One of the most common non-operating room anesthesia applications involves endoscopic procedures of the gastrointestinal system (GIS). Short-acting anesthetic medications without side effects should be preferred, as these procedures are performed daily.1,2 Propofol is one of the most frequently administered intravenous anesthetics currently available. It is utilized extensively both inside and outside the operating room. It is superior to other anesthetic agents such as thiopental, benzodiazepines, and opioids due to its rapid recovery, minimal residual effects on the central nervous system, and antiemetic properties. In recent years, it has been favored for use as the sole anesthetic agent during endoscopic procedures.3 When propofol is used as the sole anesthetic agent, high doses may be necessary in order to achieve the level and quality of sedation necessary for this procedure. However, high doses of propofol may increase the likelihood of anesthesia-related adverse effects. Therefore, various drugs, such as ketamine, lidocaine, and dexmedetomidine, are used in order to reduce the required dose of propofol.4,5

Ketamine, on the other hand differs from other anesthetic agents because it does not have a depressant effect on the cardiovascular and respiratory systems, and yet it has analgesic properties.6 When propofol and ketamine are combined, the deficiencies in the efficacy of propofol are compensated for by the sympathomimetic and analgesic effects of ketamine, and the side effects of ketamine, such as nausea, vomiting, and psychomimetic effects, are mitigated by the antiemetic and potent hypnotic effects of propofol.
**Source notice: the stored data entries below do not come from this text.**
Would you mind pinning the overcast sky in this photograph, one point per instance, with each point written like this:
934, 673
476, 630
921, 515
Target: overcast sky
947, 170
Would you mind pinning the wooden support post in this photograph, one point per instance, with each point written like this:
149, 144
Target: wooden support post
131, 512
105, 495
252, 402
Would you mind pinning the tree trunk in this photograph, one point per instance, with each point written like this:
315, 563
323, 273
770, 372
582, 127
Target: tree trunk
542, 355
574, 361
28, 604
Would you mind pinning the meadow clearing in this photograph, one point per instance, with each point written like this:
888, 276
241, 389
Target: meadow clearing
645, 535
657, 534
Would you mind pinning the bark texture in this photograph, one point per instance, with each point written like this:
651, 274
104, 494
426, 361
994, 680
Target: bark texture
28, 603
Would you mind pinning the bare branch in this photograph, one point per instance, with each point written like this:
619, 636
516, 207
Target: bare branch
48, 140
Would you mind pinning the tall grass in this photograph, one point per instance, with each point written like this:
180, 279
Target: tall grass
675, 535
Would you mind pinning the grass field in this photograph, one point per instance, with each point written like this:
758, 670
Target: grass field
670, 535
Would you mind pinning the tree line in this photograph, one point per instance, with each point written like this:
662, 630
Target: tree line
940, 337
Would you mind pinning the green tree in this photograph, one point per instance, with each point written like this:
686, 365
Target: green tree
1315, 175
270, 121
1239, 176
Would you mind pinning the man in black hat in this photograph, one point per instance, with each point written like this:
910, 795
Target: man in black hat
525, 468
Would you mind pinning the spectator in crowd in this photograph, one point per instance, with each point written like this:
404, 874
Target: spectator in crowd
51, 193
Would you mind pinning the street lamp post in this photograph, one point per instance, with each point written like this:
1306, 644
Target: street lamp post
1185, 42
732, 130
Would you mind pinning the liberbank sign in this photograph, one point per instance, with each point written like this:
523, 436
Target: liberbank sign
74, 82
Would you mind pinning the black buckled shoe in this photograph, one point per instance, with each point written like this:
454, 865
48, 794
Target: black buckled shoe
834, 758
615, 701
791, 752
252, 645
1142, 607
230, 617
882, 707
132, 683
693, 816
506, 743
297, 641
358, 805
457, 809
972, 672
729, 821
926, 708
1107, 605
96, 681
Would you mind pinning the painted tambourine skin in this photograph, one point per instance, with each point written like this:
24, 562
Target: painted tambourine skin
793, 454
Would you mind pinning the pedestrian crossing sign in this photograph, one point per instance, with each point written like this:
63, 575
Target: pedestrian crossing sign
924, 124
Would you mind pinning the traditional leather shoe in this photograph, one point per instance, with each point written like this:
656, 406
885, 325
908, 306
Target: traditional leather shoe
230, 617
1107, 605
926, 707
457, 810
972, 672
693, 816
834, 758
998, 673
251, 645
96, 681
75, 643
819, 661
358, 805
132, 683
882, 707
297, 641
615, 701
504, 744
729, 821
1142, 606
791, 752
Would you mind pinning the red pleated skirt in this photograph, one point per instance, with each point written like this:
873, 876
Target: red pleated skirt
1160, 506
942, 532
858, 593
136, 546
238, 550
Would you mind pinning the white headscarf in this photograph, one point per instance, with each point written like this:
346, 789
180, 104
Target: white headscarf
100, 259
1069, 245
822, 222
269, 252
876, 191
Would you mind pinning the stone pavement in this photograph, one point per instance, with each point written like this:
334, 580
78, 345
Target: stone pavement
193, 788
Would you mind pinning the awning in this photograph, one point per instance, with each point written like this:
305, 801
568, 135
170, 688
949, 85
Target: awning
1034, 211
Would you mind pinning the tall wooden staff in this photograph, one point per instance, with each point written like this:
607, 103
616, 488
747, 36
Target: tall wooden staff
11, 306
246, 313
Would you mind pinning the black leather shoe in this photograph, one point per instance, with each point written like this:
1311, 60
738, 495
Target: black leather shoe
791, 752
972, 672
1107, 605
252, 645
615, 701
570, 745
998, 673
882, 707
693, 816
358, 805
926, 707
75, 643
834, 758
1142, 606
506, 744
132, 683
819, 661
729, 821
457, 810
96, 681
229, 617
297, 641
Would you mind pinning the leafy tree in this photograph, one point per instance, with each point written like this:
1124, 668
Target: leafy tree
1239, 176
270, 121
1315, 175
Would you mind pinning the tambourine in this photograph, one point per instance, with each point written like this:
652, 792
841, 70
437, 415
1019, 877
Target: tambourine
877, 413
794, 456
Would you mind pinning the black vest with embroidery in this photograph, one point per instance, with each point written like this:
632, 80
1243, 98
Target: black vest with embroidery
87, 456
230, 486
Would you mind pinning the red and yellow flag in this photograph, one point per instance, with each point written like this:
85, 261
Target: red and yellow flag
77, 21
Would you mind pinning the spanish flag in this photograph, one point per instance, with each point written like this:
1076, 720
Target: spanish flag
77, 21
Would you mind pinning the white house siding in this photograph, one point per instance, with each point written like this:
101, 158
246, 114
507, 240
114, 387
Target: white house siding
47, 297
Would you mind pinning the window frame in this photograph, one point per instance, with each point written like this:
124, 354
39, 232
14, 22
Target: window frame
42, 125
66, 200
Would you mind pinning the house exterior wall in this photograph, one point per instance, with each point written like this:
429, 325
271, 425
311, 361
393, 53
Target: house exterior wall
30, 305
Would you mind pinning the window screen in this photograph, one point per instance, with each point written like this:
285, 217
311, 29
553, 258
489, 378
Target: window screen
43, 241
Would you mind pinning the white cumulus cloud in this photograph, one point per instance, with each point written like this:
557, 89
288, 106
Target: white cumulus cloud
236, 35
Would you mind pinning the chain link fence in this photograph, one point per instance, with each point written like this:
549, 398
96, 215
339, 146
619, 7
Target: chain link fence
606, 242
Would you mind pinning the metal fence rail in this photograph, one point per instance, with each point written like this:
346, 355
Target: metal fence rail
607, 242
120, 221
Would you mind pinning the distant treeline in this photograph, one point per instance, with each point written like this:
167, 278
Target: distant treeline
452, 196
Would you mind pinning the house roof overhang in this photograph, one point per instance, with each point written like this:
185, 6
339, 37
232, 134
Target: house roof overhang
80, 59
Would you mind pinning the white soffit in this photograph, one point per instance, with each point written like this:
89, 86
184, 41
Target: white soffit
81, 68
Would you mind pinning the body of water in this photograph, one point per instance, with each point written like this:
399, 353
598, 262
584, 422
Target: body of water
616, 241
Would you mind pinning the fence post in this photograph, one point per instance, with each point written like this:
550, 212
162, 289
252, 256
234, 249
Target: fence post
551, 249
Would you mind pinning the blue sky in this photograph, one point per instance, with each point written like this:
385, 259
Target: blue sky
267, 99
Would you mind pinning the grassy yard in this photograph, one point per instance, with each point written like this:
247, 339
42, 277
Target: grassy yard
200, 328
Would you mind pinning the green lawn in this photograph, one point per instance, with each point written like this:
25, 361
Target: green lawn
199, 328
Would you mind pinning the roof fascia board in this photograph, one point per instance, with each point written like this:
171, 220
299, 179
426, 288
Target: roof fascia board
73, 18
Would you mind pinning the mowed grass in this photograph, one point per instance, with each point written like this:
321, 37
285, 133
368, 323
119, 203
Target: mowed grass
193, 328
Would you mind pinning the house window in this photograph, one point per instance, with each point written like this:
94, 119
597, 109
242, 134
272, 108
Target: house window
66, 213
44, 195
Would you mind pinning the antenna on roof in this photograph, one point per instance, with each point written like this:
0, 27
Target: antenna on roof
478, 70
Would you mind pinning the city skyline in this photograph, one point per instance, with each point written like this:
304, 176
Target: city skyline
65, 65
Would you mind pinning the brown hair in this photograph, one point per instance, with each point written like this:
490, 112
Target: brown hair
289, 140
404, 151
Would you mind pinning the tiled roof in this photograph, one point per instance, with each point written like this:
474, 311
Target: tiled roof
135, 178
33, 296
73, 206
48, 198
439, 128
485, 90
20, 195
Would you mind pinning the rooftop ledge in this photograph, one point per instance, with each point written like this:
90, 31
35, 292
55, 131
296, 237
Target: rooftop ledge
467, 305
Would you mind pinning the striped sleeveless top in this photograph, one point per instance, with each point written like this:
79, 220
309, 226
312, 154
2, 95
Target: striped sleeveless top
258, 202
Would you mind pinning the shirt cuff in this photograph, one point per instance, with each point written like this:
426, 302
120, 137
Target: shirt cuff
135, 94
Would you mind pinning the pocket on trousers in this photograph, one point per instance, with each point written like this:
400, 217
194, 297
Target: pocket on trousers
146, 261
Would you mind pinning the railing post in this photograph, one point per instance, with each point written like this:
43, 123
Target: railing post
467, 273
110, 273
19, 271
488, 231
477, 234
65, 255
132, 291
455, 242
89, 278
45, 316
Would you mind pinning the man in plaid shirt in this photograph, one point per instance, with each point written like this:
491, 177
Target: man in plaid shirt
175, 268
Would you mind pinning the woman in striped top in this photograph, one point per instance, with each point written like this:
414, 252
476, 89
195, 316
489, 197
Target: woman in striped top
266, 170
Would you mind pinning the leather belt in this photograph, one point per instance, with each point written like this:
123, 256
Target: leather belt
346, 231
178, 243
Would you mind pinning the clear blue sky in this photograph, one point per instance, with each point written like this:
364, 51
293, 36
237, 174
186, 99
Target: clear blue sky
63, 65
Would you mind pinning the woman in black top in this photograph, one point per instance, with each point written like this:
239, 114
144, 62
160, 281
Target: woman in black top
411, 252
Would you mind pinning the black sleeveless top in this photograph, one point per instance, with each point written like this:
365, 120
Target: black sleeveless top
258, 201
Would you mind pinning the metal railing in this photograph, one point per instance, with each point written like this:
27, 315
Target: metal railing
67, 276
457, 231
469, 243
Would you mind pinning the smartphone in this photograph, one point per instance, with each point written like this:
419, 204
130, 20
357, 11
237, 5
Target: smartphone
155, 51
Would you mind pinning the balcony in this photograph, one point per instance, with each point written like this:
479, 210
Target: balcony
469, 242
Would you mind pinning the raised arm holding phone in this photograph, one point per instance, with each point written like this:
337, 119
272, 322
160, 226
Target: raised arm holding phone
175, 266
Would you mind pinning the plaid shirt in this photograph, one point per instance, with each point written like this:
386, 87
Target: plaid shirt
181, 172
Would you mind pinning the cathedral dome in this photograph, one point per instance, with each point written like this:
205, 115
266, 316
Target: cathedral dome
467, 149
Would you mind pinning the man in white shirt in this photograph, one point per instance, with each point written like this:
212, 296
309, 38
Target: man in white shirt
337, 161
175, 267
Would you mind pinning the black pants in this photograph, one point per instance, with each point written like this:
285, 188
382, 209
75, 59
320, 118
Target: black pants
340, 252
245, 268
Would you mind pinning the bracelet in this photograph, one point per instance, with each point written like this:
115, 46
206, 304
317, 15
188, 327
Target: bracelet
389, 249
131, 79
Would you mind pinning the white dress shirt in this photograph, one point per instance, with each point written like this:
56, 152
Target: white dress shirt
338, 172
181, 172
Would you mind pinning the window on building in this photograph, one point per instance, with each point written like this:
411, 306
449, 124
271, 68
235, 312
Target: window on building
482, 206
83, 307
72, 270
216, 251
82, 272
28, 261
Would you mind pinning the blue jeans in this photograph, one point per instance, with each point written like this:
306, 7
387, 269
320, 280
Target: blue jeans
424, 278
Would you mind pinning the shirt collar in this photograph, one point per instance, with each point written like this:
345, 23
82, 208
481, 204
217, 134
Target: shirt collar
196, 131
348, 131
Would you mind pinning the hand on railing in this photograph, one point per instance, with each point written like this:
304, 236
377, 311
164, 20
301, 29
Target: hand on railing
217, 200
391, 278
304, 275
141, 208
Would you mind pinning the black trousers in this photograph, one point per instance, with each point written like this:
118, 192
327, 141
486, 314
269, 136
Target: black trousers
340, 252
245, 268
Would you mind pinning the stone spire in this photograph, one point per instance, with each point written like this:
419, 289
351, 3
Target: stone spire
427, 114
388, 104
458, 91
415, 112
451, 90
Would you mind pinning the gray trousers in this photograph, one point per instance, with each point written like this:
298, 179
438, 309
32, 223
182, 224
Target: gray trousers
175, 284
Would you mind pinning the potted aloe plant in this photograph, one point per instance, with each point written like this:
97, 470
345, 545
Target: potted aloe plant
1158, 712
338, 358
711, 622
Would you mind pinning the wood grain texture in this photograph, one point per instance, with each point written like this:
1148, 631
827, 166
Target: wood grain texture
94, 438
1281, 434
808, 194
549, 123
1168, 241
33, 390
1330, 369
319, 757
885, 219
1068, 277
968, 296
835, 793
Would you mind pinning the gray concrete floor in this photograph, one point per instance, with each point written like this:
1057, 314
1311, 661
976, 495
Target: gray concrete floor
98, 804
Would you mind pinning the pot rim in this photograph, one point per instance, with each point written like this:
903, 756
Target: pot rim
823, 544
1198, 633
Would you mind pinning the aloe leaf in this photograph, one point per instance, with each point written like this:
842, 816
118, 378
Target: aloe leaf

Previous research has demonstrated that the combination of ketamine and propofol in the same syringe (ketofol) leads to more stable hemodynamics and reduces the likelihood of side effects.7

Ensuring patient safety during anesthesia applications outside of the operating room remains an important concern, and there is a need for new monitoring methods which will contribute to standard monitoring during such procedures. The integrated pulmonary index (IPI) is a numerical value which combines four important parameters measured by noninvasive end-tidal carbon dioxide (EtCO2) monitoring in order to provide a straightforward indication of the patient’s ventilation status. EtCO2, respiratory rate, oxygen saturation (SpO2), and heart rate (HR) are these integrated parameters.8 Consequently, IPI combines the advantages of ventilation monitoring and oxygenation monitoring and may be used as a simple and portable device for monitoring patients during sedation, as it may enable the earlier detection of problems in comparison to conventional monitoring. Additional ventilation status monitoring with capnography decreases the incidence of respiratory depression and hypoxemia.9,10

The primary aim of this study was to compare the effects of propofol and ketofol on hemodynamics during endoscopy and colonoscopy under anesthesia. The secondary objective was to compare their effects on respiratory parameters using the new monitoring techniques of EtCO2 and IPI. In addition, the quantity and quality of sedation were also recorded. Our hypothesis is that ketofol will produce superior hemodynamic, respiratory, and sedative outcomes compared to propofol alone.


MATERIALS AND METHODS

Study Design

This double-blind, randomized, prospective study was conducted in the Anesthesiology and Reanimation and Gastroenterology Clinics of the University of Health Sciences Türkiye, Samsun Training and Research Hospital (approval number: 2019/4/32, date: 01.01.2020-01.07.2020), after approval by the Local Ethics Committee (Clinical Research Ethics Committee of University of Health Sciences Türkiye, Samsun Training and Research Hospital) and the Medicines and Medical Devices Agency (19-AKD-123). This study adhered to the Declaration of Helsinki and written informed consent was obtained from each participant.

Study Population

After obtaining informed consent, one hundred American Society of Anesthesiology (ASA) I, II, and III patients aged 18 to 70 who underwent elective upper GIS endoscopy and colonoscopy were included in this study. The following patients were excluded: those who did not consent to inclusion in this study, patients with a history of allergy to any medications used in this study, those with uncontrolled hypertension, severe renal, hepatic, cardiovascular, and respiratory system disease, those patients with a history of epilepsy, those with intracranial space-occupying lesions, patients who were pregnant, patients with severe neuropsychiatric disorders, and those with a body mass index >30.

Setting

The closed envelope method was used to randomly assign patients into two groups consisting of 50 patients each: group P (propofol) and group K (ketofol). The same gastroenterologist performed all endoscopy and colonoscopy procedures, and the same anesthesiologist administered sedoanalgesia to all patients. Our study was designed to be double-blinded and accordingly the patient, the anesthetist, and the gastroenterologist were unaware of which anesthetic medication would be administered.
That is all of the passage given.